ISLAMABAD ? Protesters upset over severe electricity shortages clashed with police for a second day in eastern Pakistan on Tuesday, as the country's main opposition leader used the issue to pressure the U.S.-allied government.
Parts of Pakistan face power cuts of up to 18 hours per day, undermining the country's weak economy and increasing hardship for citizens already facing a rampant Taliban insurgency. Anger periodically boils over into violent protests.
Demonstrators threw stones at police Tuesday in Gujranwala, a major industrial city of some 4 million people in Punjab province. Local television footage showed the police throwing some of the rocks back, lobbing tear gas, and charging the crowd with their batons.
Angry mobs had burned six electricity company offices in the city on the first day of rioting on Monday and set fire to several rooms in a police station, said Gujranwala police chief Ahsan Tufail.

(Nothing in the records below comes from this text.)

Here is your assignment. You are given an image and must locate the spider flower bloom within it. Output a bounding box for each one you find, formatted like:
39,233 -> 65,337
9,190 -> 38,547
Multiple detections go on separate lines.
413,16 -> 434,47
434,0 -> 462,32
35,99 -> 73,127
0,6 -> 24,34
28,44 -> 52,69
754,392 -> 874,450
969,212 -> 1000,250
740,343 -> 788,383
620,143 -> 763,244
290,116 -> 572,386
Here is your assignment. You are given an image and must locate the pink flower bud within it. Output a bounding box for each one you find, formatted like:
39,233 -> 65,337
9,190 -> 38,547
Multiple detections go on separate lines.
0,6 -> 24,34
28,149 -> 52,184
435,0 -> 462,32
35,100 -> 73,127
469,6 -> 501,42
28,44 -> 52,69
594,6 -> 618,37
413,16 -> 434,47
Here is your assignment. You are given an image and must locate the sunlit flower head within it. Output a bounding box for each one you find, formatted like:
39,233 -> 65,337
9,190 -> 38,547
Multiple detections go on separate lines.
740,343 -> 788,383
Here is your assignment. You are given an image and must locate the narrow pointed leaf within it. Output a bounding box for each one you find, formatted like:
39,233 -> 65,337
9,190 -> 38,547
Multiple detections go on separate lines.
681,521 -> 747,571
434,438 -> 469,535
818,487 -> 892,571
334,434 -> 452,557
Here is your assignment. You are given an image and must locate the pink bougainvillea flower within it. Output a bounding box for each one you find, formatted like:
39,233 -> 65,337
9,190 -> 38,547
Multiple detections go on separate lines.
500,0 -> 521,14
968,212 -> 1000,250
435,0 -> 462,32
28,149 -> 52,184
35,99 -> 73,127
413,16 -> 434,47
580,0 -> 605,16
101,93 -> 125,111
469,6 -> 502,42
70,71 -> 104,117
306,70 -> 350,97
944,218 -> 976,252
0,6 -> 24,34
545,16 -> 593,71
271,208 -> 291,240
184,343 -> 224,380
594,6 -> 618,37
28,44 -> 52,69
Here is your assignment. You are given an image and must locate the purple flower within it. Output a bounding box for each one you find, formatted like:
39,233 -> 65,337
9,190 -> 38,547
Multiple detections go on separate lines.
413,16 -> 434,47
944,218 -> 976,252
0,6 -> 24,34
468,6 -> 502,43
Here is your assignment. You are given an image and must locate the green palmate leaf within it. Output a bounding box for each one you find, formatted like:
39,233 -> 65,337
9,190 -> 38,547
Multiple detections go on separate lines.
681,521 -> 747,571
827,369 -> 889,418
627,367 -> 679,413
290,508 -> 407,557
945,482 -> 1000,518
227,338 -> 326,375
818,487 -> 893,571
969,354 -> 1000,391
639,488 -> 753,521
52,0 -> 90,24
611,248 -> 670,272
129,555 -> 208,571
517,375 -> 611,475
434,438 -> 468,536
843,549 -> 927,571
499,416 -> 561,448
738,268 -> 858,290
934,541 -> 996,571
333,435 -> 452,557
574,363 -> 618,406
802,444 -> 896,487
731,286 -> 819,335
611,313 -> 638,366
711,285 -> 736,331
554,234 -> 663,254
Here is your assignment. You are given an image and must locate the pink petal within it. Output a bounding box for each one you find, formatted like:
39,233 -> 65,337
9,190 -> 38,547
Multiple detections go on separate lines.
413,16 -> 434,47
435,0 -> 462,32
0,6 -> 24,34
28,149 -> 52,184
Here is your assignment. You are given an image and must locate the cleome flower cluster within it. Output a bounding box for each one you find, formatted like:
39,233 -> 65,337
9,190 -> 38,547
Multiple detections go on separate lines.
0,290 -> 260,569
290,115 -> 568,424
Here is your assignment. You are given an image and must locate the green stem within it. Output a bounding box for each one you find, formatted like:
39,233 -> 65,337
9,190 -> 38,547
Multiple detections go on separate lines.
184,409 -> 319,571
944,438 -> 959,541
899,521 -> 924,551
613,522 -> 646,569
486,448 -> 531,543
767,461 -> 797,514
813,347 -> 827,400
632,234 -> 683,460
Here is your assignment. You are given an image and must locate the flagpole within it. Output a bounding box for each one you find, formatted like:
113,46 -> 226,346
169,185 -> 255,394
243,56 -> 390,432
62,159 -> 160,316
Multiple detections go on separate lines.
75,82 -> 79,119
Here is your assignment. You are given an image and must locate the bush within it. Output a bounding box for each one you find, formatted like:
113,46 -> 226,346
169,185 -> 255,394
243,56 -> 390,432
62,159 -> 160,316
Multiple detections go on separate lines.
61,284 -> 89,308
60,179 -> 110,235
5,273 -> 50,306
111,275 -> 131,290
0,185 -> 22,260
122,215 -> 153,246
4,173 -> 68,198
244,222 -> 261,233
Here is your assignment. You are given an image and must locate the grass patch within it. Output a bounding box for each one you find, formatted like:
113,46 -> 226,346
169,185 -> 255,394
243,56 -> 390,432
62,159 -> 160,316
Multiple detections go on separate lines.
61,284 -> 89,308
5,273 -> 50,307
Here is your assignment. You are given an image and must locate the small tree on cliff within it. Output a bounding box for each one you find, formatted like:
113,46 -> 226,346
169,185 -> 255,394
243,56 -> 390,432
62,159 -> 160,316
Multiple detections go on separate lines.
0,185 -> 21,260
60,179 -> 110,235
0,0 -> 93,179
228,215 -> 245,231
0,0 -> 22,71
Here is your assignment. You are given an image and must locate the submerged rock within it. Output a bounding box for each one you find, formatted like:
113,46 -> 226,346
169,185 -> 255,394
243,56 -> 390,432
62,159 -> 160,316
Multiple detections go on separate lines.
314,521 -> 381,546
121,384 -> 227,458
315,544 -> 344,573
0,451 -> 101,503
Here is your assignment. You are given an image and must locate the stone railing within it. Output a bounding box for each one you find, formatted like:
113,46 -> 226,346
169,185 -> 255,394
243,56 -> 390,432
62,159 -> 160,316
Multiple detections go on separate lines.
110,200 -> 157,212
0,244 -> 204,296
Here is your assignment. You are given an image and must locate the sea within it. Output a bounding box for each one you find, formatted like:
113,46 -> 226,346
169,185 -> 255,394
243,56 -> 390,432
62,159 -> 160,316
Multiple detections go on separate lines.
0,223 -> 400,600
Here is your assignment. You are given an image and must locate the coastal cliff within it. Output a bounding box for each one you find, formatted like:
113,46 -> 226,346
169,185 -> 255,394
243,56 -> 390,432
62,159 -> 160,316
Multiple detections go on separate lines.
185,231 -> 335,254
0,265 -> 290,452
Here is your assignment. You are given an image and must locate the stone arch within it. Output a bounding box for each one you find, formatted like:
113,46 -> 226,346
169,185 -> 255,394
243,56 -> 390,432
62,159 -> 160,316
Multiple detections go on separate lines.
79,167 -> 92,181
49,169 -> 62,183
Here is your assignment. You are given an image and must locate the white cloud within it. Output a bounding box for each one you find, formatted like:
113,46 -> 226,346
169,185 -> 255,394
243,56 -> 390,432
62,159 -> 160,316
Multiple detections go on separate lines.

Fourteen policemen were injured in Monday's clashes and 20 people were arrested, he said.
Demonstrators took to the streets in mostly peaceful protests in several other parts of Pakistan on Tuesday, including Faisalabad in Punjab and Peshawar, the main city in Khyber Pakhtunkhwa province.
The country's main opposition leader, former Prime Minister Nawaz Sharif, lashed out at the government over the electricity shortages.

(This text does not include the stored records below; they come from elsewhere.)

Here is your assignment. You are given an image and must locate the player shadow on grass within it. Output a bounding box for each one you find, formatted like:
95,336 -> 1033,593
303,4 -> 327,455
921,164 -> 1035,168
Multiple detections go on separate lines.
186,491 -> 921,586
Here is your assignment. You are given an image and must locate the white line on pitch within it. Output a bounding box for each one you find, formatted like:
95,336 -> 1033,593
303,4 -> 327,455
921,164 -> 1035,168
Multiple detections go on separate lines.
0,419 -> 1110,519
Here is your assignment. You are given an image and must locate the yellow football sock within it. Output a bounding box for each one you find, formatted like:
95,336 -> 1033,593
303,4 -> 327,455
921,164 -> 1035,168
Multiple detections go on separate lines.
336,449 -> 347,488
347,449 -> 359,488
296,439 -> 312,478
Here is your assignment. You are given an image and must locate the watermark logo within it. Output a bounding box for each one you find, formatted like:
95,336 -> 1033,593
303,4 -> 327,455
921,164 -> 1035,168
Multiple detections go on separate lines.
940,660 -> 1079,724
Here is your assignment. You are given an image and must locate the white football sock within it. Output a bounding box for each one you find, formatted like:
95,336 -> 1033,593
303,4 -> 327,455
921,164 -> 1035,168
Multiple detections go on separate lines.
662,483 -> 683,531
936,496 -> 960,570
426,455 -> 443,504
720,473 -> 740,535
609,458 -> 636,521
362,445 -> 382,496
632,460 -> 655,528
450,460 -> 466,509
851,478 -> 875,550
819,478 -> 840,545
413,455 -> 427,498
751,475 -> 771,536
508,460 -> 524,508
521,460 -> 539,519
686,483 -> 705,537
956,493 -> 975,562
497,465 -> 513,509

"The country is facing a severe power crisis, but the government is sleeping and doing nothing for the last 15 months over this issue," Sharif told reporters in Bahawalpur, another city in Punjab.
Pakistani Prime Minister Yousuf Raza Gilani sought to deflect blame away from his government in an address to parliament on Monday, pointing his finger at the United States. He said that the U.S. should help Pakistan solve its energy crisis if it wanted better ties.
Pakistan and the U.S. are nominally close allies in the war against Islamist extremists, and Islamabad has received billions of dollars in military and civilian aid over the past decade, including money to help the country's energy sector.
But the two countries have often clashed, and Pakistani officials regularly criticize the U.S. to divert attention away from their own government's performance.
Analysts say Pakistan's chronic electricity shortages are largely the result of the government not charging consumers enough and of customers, including the government, not paying their bills. There are also problems with outdated transmission systems and bureaucratic infighting that has stalled power generation projects.
The U.S. is working with the Pakistani government to increase the power supply by constructing and rehabilitating six power plants, according to the U.S. Embassy. This extra energy will eradicate 20 percent of Pakistan's existing energy shortage, it said.
But many analysts say a lasting solution to the country's power crisis must involve politically painful increases in electricity prices and forcing customers to pay their bills.